On behalf of the appellant, Senior Counsel Adv. Basava Prabhu Patil contended that under the PPA, only natural gas in its natural form was agreed to be used as fuel for generation of power and that merely because RLNG may be a variant of natural gas, will not suffice to bring it within the definition of fuel under the PPA. It was contended that since there was no ambiguity in language used in the PPA, there was no occasion warranting any inclusion to the definition either by implication or intention.
Senior Counsel, Vikas Singh, appearing for the respondents stated that the conduct of the appellant in not accepting availability declaration with regard to RLNG was unjustified and that merely because the cost of RLNG was higher, the same cannot be a ground to contend that that it was never intended to be included within the definition of natural gas or was contrary to interest of the consumer. He further relied upon the definition of the term natural gas in Section 2(za)(i) of the Petroleum and Natural Gas Regulatory Board Act, 2006 which includes both liquefied natural gas (LNG) and RLNG as the term natural gas was not defined in the PPA.

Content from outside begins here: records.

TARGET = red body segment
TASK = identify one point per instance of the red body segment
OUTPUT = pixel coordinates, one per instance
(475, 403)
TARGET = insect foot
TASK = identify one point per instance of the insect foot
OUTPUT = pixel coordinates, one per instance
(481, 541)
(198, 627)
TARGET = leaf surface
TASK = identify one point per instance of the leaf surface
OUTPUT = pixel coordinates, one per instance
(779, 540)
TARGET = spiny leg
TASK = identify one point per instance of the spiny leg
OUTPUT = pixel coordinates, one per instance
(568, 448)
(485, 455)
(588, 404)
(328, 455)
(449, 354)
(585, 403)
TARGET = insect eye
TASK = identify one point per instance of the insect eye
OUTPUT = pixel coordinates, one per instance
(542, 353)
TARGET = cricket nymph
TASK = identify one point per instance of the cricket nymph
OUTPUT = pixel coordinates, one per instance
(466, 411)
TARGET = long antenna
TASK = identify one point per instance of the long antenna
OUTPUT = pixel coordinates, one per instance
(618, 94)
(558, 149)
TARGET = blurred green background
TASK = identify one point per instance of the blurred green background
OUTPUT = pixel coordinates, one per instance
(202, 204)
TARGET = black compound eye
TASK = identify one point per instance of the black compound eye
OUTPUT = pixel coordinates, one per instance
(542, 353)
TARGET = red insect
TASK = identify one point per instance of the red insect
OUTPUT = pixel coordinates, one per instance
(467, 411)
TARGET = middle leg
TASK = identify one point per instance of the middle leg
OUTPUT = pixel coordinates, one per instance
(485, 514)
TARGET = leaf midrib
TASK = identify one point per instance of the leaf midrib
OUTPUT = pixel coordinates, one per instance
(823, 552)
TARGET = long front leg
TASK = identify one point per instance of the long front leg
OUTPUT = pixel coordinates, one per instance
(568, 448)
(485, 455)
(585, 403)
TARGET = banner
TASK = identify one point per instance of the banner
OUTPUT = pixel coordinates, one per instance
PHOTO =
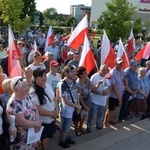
(145, 1)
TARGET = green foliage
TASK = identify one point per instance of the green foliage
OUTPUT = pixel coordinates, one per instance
(51, 17)
(29, 9)
(116, 20)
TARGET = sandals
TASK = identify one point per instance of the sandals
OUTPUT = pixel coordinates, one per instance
(78, 133)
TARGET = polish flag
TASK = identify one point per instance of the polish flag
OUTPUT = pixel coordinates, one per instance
(107, 52)
(131, 43)
(35, 46)
(87, 59)
(144, 52)
(66, 37)
(122, 54)
(49, 38)
(14, 68)
(77, 36)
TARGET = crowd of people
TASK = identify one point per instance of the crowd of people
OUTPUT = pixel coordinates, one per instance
(53, 86)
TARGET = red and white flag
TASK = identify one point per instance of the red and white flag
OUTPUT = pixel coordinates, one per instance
(49, 38)
(35, 46)
(122, 54)
(131, 43)
(77, 36)
(87, 58)
(14, 68)
(143, 53)
(107, 52)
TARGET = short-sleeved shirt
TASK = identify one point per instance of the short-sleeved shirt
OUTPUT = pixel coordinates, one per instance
(67, 111)
(28, 110)
(117, 78)
(33, 67)
(143, 86)
(53, 80)
(131, 76)
(49, 104)
(73, 62)
(86, 89)
(97, 98)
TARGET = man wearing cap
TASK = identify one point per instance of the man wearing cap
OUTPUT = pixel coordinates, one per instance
(75, 61)
(70, 57)
(49, 56)
(53, 77)
(54, 49)
(99, 100)
(116, 93)
(131, 88)
(3, 52)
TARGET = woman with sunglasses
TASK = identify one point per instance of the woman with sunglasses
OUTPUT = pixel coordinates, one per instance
(26, 113)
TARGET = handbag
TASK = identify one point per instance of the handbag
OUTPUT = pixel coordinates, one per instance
(76, 116)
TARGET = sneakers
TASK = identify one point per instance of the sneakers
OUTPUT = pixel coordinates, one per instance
(64, 144)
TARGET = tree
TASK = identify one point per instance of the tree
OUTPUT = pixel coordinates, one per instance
(41, 18)
(71, 21)
(29, 9)
(117, 18)
(50, 13)
(10, 14)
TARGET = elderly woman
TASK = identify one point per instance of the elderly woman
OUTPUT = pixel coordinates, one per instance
(44, 97)
(26, 113)
(28, 74)
(37, 62)
(141, 96)
(85, 87)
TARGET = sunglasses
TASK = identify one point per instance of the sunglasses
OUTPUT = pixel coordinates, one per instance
(21, 79)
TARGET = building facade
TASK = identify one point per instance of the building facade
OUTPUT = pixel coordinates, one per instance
(78, 11)
(98, 6)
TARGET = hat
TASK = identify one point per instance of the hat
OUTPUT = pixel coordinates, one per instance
(70, 53)
(54, 63)
(50, 54)
(133, 63)
(119, 60)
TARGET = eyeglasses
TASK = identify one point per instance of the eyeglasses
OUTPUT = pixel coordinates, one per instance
(21, 79)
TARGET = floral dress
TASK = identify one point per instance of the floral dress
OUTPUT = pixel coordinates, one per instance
(27, 108)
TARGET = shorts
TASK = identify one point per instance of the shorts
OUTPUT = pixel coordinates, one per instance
(48, 131)
(66, 124)
(113, 103)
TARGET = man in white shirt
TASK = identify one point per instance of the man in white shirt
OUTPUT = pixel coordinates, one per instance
(99, 100)
(53, 77)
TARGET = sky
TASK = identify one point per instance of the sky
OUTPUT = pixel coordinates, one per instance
(62, 6)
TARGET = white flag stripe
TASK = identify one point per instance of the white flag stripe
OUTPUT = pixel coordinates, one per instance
(86, 48)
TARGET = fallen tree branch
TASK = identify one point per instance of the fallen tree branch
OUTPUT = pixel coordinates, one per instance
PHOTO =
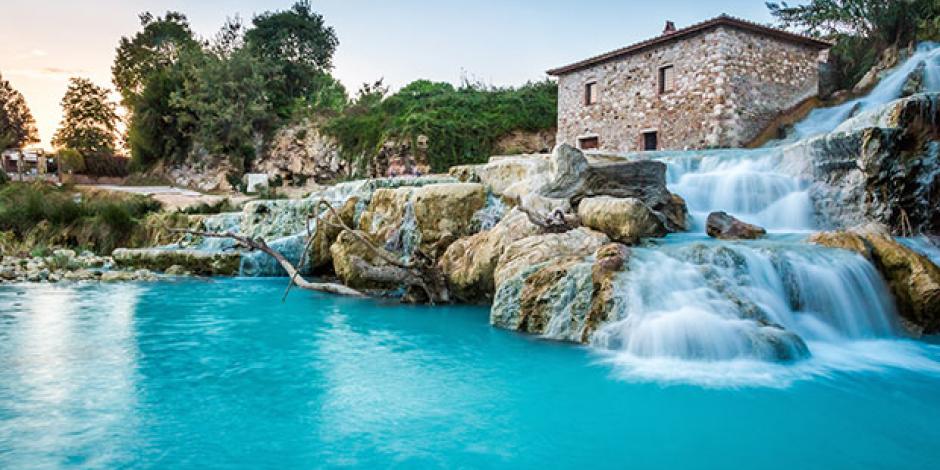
(421, 272)
(260, 245)
(556, 222)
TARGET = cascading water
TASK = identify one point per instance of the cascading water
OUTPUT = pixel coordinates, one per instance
(745, 183)
(825, 120)
(688, 304)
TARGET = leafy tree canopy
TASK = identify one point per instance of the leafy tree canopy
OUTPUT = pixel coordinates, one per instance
(462, 123)
(861, 28)
(227, 99)
(298, 46)
(89, 119)
(17, 126)
(886, 21)
(156, 47)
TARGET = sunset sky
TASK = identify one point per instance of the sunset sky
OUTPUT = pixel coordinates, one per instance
(502, 42)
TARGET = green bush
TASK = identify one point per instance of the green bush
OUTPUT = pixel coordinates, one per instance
(462, 124)
(43, 215)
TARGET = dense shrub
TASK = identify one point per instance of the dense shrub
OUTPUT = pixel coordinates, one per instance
(861, 29)
(462, 123)
(46, 215)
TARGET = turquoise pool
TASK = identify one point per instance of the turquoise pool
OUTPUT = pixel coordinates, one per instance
(222, 374)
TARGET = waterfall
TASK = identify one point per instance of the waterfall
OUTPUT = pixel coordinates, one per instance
(491, 213)
(720, 301)
(748, 184)
(825, 120)
(691, 307)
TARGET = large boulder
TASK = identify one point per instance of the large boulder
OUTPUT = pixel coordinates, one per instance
(625, 220)
(444, 213)
(386, 212)
(724, 226)
(913, 279)
(198, 262)
(536, 249)
(326, 233)
(564, 298)
(351, 258)
(879, 166)
(573, 178)
(470, 262)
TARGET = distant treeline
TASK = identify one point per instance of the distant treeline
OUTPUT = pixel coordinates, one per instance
(862, 29)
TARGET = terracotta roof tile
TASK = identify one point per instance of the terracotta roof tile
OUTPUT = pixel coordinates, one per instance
(723, 20)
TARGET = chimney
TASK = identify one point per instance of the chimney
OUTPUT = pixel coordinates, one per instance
(670, 28)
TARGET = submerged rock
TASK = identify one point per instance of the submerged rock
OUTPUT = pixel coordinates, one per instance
(624, 220)
(537, 249)
(564, 298)
(726, 227)
(199, 262)
(913, 279)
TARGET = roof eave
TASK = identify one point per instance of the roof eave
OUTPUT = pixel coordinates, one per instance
(723, 20)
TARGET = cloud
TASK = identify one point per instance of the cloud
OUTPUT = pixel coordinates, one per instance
(47, 73)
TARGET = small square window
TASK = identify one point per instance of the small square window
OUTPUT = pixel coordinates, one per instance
(650, 140)
(590, 93)
(667, 79)
(588, 143)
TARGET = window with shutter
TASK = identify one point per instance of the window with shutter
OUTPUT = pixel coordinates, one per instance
(667, 79)
(590, 93)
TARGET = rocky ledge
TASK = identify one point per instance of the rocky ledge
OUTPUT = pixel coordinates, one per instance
(66, 265)
(913, 279)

The bench of Justices R.F Nariman and Navin Sinha, taking note of the amendment of the PPA, stated that if the parties had intended for the inclusion of RNLG considering the availability, the same would have been discussed in the Commission. The Court holding that the PPA was a technical commercial document drafted by persons conversant with business, the terms of the agreement have to be read to understand the scope and meaning with regard to the nature of the agreement that the parties had in mind. The Court observed,
“19. It will not be a safe method to interpret a contract by picking out one clause of the same defining fuel, apply a technical scientific meaning to it as observed in Truetuf Safety Glass Industries (supra) and then conclude that being a form of natural gas, RLNG was intended to be impliedly included in the definition of fuel. The terms of a contract have to be given their plain meaning with regard to the intendment of the parties as to what was intended to be included and what was not intended to be included, as distinct from an express exclusion. The commercial parlance test will also have to be applied as to whether those in the business consider the two forms of gas as synonymous and interchangeable. Quite obviously the answer has to be in the negative considering the importation of RLNG, additional processes involved and the consequent higher costs involved.”
The Court after referring to the communications between the parties and the circumstances that led to the amendment of the PPA observed that contextual interpretation has to be given to the question whether RLNG was ever intended to be included within the term “Natural Gas”. The Court found that in the facts and circumstances of the case, the parties were clear in their understanding that RLNG was not to be included within the term “Natural Gas” under the PPA. The Court held,
“25. A commercial document cannot be interpreted in a manner to arrive at a complete variance with what may originally have been the intendment of the parties. Such a situation can only be contemplated when the implied term can be considered necessary to lend efficacy to the terms of the contract. If the contract is capable of interpretation on its plain meaning with regard to the true intention of the parties it will not be prudent to read implied terms on the understanding of a party, or by the court, with regard to business efficacy…”
Holding that the definition of the definition of natural gas in Section 2(za)(i) of the PNGRB Act, has no relevance and that since the intention of the parties under the agreement was to generate power from reasonably priced fuel, choice of fuel as natural gas has to be understood as being confined to natural gas only in its natural form, the Court set aside the judgment of the appellate tribunal and affirmed the order of the commission.